Sirionó

Total population
- 782 (2012)

Regions with significant populations
- Bolivia

Languages
- Sirionó language, Spanish

Religion
- traditional tribal religion, Christianity

Related ethnic groups
- Yuqui people

= Sirionó =

The Sirionó are an indigenous people of Bolivia. They primarily live in the forested northern and eastern parts of Beni and northwestern Santa Cruz departments of Bolivia. They live between the San Martín, Negro Rivers, and the Machado River.

==Name==
"Sirionó" comes from a neighboring language, in which síri means "tucum palm". Their autonym is Miá, meaning "the people." They are also known as the Chori, Ñiose, Qurungua, Tirinié, or Yande people. The name "Chori" is a pejorative applied to them by the Guarayos, meaning roughly . The Sirionós are tall and strong, although thin, due to the continuous movement and hardships of wildlife.

Their complexion is dark, although somewhat lighter than that of the Guarayos, probably because of their life in the shade of the trees. Some are said to have almost white skin, brown hair and light eyes. Its aspect is rather Arauco than Guarani.

==Language==
The Sirionó language is a Guarayú language of the Tupí-Guaraní language family, written in the Latin script. The language is taught in primary schools. A whistled language has been observed among Sirionós.

==History==
Sirionó people originated in the Gran Chaco and moved north in the Amazon rainforest. First contact with Spaniards was in the 1690s.

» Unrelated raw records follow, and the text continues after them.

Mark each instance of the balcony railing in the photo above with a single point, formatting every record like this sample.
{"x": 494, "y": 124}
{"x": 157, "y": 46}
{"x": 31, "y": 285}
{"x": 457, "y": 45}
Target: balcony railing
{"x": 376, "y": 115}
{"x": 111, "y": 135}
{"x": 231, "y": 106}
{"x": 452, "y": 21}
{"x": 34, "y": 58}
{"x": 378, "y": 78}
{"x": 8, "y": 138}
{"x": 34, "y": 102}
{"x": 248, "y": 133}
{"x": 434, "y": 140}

Later Jesuits tried to missionize them and convince them to lead sedentary lives. Sirionó people died from diseases introduced by Europeans, and by the dawn of the 20th century, only 500 survived. They lived either in remote forests or worked as ranch or farm hands.

==Culture==
Sirionó traditionally were semi-nomadic and fished, hunted, gathered wild plants, and farmed. They cultivated maize, sweet potatoes, and sweet cassava. They brewed beer from maize.

Traditional Sirionó houses were often only temporary structures with wooden supports and palm leaf roofs that could house up to 120 people at a time. Families were matrilineal and matrilocal, that is, young married couples would live in the wife's community.